When Thomas dies in battle after their father’s death, Hal is forced to become King Henry V and deal with his father’s mistakes by partaking in a war he did not want to be part of. Following his coronation, Hal must cement his title and maintain control over the kingdom as he faces threats from France. Sporting a convincing English accent, Chalamet’s performance as the wayward prince turned king is one of the highlights of the film, as he captures the intensity of a young man who is suddenly forced into a role of power with advisors he struggles to trust. Despite high-quality battle sequences and leading performance, the film’s promotion can seem misleading upon watching the film.

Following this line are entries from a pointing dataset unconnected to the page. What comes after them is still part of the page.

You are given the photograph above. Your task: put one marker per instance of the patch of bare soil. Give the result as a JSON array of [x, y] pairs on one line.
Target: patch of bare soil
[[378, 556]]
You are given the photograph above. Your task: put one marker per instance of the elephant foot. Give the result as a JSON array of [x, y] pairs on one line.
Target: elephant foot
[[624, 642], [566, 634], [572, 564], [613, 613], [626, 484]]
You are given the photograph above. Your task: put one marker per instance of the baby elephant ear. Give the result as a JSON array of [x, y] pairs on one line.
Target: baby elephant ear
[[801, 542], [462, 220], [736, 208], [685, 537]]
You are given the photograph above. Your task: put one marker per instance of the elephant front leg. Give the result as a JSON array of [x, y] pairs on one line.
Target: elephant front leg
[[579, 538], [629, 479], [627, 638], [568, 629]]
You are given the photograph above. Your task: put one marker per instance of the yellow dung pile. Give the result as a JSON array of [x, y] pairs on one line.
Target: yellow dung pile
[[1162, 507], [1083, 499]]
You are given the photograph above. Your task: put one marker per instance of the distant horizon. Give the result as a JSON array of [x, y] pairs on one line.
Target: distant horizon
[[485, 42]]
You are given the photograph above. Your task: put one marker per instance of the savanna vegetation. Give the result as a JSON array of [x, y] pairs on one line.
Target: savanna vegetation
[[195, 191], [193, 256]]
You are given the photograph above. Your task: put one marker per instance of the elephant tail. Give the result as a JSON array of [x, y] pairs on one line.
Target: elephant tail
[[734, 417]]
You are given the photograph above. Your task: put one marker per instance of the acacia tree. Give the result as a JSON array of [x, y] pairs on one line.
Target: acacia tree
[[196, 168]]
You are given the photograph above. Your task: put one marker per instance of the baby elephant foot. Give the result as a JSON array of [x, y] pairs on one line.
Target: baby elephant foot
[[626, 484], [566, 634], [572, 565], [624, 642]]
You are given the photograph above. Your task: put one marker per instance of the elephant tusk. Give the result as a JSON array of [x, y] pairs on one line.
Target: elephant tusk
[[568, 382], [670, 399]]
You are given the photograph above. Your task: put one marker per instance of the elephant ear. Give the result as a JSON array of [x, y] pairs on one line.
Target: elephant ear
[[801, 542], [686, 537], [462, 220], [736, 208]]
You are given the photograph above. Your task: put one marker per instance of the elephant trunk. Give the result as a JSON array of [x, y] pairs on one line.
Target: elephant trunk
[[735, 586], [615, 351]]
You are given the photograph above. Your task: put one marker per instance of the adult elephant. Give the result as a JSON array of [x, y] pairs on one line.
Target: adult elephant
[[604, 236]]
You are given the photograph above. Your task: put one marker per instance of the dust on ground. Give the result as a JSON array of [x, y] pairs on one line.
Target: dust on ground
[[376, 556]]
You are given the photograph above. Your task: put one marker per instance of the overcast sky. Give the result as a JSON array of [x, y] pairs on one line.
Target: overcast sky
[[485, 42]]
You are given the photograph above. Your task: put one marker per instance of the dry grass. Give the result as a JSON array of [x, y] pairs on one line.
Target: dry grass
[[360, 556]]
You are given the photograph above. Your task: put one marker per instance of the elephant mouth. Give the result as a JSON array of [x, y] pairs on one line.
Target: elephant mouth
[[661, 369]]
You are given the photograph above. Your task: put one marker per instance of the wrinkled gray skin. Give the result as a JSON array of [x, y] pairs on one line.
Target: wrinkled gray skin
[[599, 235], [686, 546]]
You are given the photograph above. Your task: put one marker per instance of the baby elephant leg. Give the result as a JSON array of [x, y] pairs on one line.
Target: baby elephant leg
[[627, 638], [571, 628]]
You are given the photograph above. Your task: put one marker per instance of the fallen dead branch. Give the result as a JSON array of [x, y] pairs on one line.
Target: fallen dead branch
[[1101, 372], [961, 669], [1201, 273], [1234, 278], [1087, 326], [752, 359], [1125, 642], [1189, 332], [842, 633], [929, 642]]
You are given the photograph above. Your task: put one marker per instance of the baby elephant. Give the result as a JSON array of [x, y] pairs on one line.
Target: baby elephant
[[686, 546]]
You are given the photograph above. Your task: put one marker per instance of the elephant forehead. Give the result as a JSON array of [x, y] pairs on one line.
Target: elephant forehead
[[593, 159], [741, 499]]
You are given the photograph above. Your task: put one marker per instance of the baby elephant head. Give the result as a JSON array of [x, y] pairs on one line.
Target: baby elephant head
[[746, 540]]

Overall, The King delivers for fans of historical dramas and battle sequences
Actors deemed as having key roles in the film, notably Pattinson’s Dauphin of France as the main villain and Depp’s Catherine of Volais, appear albeit sparingly. Over the course of the 2 hours 20-minute run-time, most of the film sees Chalamet preparing for battle with France and talking about his enemies without seeing them. Despite their small screen-time, Pattinson and Depp deliver memorable performances, taking on difficult French accents and challenging Chalamet’s King Henry in different forms. Overall, The King delivers for fans of historical dramas and battle sequences but can, at times, feel slow and wastes actors who deliver powerful performances in their limited screen-time.